I yet take some comfort in the hope that my presence in the school offered these kids some hope and some validation – even as I daily fretted being ‘appropriate’ with my every utterance. I was most often silent or ever cautious about my identity, never revealing too much about my partner and my children. Daily I navigated what part of discussing my life and my family might cross the line and set off an alarm.
And so with all of that in my mind and heart, today when I read that Randy Hitz, Dean of the Graduate School of Education at Portland State suggested that LGBT teachers “don’t flaunt it” something kinda cracked in me.
The very idea that education leaders like Western Oregon’s Education Dean Mark Girod think being gay is like a tatoo or a nose ring, you know something you should cover up when you’re at school, is antithetical to any claim he could make that he is concerned about addressing the epidemic of homophobic violence in our schools.

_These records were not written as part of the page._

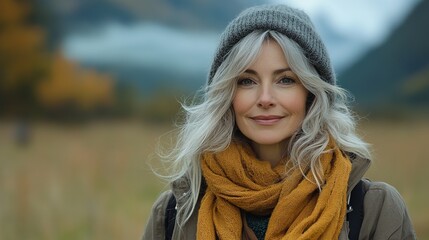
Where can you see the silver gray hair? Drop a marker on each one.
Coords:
(210, 124)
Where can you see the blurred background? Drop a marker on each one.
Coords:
(88, 87)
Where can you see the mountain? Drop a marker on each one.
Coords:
(195, 14)
(394, 75)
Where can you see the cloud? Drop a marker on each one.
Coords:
(143, 44)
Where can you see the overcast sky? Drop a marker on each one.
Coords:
(348, 27)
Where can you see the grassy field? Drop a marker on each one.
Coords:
(93, 181)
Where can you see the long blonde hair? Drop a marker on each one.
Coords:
(209, 125)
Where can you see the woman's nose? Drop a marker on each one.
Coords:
(266, 98)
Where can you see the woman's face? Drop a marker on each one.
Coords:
(270, 101)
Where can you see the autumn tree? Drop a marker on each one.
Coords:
(71, 88)
(23, 58)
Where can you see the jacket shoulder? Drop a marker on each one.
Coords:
(155, 226)
(385, 213)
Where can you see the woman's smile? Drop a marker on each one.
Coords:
(267, 120)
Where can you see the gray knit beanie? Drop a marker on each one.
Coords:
(293, 23)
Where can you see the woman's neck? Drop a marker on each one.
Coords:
(272, 153)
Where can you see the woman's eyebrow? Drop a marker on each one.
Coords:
(276, 72)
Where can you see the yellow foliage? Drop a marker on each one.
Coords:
(21, 46)
(70, 84)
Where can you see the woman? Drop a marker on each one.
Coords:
(271, 151)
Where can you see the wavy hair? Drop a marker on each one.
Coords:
(210, 124)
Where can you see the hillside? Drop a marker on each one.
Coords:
(396, 74)
(208, 14)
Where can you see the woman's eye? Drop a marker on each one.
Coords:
(286, 80)
(245, 82)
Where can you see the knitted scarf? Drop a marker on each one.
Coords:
(237, 181)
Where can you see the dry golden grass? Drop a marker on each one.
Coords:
(93, 181)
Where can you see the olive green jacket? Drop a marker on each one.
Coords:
(385, 213)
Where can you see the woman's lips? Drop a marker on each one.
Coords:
(266, 119)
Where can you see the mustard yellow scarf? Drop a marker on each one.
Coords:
(237, 181)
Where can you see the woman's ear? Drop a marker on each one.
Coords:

Yesterday Alex Blaze summed up the seeming futility of having an honest discussion with administrators and community members about addressing the homophobia in our schools and the despair of LGBT youth when tacit discrimination against LGBT faculty is standard practice:
As long as they don’t explicitly describe what’s appropriate and what’s not while they’re willing to fire people over “one discussion” in “one classroom,” LGBT teachers are going to be worried about losing their jobs. Without explicitly guidelines, a straight teacher saying he’s not married because his girlfriend is still in college will be appropriate, while a gay teacher saying he’s not married because he can’t in the state of Oregon will be inappropriate. A straight teacher talking about her trip to England with her husband will be perfectly wholesome, while a lesbian teacher talking about her trip to England with her partner will be treated as if she were explaining the ins and outs of cunnilingus to kindergartener.
All the while, an important resource to fight isolation and social ostracism and homophobia in schools will go to waste, while good LGBT teachers will continue to say “fuck it” and leave the profession for greener pastures. And who could blame them?
And while I am not ready to say f—it, I am at this moment left in this most uncomfortable place of wondering.
How much hope I can conjure up for myself to continue a conversation in which my life is seen as an unfortunate tatoo?
Enough for today I suppose. And tonight I’ll sit down to dinner with my family and that will give me enough for tomorrow.